Preprocessing/multilinguality/README.md · Flux9665/EnglishToucan at main

Zero-Shot Approximation of Language Embeddings

This directory contains all scripts that are needed to reproduce the meta learning for zero-shot part of our system. These scripts allow you to predict representations of languages purely based on distances between them, as measured by a variety of linguistically informed metrics, or even better, a learned combination thereof.

Applying zero-shot approximation to a trained model

Use run_zero_shot_lang_emb_injection.py to update the language embeddings of a trained model for all languages that were not seen during training (by default, supervised_languages.json is used to determine which languages were seen). See the script for arguments that can be passed (e.g. to use a custom model path). Here is an example:

cd IMS-Toucan/
python run_zero_shot_lang_emb_injection.py -m <model_path> -d <distance_type> -k <number_of_nearest_neighbors>

By default, the updated model is saved with a modified filename in the same directory.

Cached distance lookups

In order to apply any zero-shot approximation, cache files for distance lookups are required.

The ASP lookup file (asp_dict.pkl) needs to be downloaded from the release page. All other cache files are automatically generated as required when running run_zero_shot_lang_emb_injection.py.
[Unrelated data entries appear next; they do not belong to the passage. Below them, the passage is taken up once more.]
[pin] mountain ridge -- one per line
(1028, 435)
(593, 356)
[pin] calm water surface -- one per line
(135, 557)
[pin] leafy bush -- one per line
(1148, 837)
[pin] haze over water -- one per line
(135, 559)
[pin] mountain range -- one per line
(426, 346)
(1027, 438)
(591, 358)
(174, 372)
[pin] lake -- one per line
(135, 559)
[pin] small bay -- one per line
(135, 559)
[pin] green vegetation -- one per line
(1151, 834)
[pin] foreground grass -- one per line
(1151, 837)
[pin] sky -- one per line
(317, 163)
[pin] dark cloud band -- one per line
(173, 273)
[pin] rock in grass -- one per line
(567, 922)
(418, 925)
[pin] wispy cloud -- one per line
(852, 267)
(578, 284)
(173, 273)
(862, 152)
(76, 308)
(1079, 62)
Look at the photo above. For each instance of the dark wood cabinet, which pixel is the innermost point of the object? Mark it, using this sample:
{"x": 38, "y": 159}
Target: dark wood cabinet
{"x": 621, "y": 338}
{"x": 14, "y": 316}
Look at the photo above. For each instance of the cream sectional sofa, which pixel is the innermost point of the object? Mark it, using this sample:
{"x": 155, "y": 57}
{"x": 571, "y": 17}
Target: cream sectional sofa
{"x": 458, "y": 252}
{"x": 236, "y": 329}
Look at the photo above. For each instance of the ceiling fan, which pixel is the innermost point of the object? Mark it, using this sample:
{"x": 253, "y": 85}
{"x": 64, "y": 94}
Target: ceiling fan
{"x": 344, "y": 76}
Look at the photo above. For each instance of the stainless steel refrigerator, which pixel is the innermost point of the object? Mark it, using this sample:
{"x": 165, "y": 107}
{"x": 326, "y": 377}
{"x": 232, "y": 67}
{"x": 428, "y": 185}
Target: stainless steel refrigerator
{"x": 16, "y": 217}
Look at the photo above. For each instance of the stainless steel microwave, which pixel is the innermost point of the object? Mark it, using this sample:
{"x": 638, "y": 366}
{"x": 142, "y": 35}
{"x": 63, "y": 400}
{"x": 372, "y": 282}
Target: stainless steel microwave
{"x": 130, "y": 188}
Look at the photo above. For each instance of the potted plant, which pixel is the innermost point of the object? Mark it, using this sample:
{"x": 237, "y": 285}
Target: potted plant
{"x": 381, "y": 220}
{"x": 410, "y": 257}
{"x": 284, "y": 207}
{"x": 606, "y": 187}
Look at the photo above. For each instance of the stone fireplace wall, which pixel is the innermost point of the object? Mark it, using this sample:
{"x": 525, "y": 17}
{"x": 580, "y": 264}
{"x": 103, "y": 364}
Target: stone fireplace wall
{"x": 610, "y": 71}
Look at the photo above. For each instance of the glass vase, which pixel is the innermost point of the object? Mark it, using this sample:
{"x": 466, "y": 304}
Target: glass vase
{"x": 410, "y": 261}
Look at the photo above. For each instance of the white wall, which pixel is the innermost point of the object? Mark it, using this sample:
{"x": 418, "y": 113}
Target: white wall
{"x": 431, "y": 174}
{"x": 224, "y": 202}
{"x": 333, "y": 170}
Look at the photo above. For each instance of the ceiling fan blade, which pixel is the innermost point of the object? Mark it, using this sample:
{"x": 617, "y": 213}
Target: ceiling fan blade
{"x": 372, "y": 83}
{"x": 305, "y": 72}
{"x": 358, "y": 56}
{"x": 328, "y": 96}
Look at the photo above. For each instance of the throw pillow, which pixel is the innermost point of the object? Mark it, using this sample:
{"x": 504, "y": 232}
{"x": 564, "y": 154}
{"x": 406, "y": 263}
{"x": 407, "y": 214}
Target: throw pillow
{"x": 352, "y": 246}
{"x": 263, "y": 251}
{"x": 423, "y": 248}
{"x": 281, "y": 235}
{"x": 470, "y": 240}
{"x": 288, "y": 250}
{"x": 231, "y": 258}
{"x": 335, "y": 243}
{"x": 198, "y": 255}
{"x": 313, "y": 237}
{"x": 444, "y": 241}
Note: While the map, tree, and inverse ASP distances are model independent, the learned distance lookup is only applicable for the model it was trained on, i.e., different Toucan models require different learned-distance lookups. If you want to apply zero-shot approximation to a new model, make sure that you are not using an outdated, pre-existing learned distance lookup, but instead train a new learned distance metric.